Public and private valuations imply EV/Sales and P/E ratios for these stocks that are exceptionally high even for growth companies, as the table below shows, and differing assessments of their prospects and valuations have caused trading to be highly volatile for those that have already gone public. The real question is whether their earnings power will ultimately meet or exceed the market's expectations. To assess their chances of doing so, we mined our historical data on prior Internet IPOs.

The largest distinction is how indiscriminate the tech bubble was. Back then, dozens of young Internet companies were awarded stratospheric valuations, even though many of them had very little revenue or had yet to demonstrate that they had viable business models. eToys and Webvan each had $9 billion valuations soon after their IPOs, for example, despite little revenue for the former and negative gross margins for the latter.

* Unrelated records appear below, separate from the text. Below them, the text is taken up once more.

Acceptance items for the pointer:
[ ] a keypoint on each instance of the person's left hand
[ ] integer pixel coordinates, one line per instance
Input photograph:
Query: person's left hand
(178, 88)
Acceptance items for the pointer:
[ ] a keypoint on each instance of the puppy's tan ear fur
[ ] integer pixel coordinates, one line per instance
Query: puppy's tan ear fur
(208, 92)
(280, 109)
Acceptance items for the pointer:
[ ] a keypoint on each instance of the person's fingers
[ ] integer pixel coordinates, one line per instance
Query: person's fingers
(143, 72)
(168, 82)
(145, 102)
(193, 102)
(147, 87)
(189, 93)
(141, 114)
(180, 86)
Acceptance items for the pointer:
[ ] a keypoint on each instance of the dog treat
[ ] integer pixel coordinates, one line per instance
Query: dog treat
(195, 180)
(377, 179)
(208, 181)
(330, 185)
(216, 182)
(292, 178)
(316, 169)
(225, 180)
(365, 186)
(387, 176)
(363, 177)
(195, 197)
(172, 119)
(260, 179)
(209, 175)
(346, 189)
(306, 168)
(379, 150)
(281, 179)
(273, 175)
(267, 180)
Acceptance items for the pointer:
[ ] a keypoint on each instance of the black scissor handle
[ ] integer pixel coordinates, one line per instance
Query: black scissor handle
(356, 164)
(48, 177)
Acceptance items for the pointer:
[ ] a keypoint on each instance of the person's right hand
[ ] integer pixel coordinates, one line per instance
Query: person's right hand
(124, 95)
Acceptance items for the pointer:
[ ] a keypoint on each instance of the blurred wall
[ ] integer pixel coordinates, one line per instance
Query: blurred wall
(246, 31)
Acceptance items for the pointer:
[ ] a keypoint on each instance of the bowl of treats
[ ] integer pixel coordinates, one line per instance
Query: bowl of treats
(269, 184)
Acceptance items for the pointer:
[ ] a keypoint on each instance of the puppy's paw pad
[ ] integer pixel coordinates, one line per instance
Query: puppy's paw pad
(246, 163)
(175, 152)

By contrast, the hype today is centered around a select batch of about a dozen companies, all of which have achieved significant user traction that has translated into substantial revenue and, in most cases, positive cash flow. While not all are profitable, the financials that are publicly available suggest that these companies at least have a workable path to profitability, or the ability to generate earnings should they choose to scale back on investments in future growth. At the same time, other lower-quality Internet companies attempting IPOs are spurned by investors; adult social networking firm FriendFinder (FFN) priced its IPO at the low end of its range and fell 22% on its first day, while online finance information aggregator Bankrate (RATE) traded modestly since pricing its IPO at the midpoint of the range. Thus, investors are differentiating between the strongest companies with the largest opportunities and the second-tier or slower-growing players.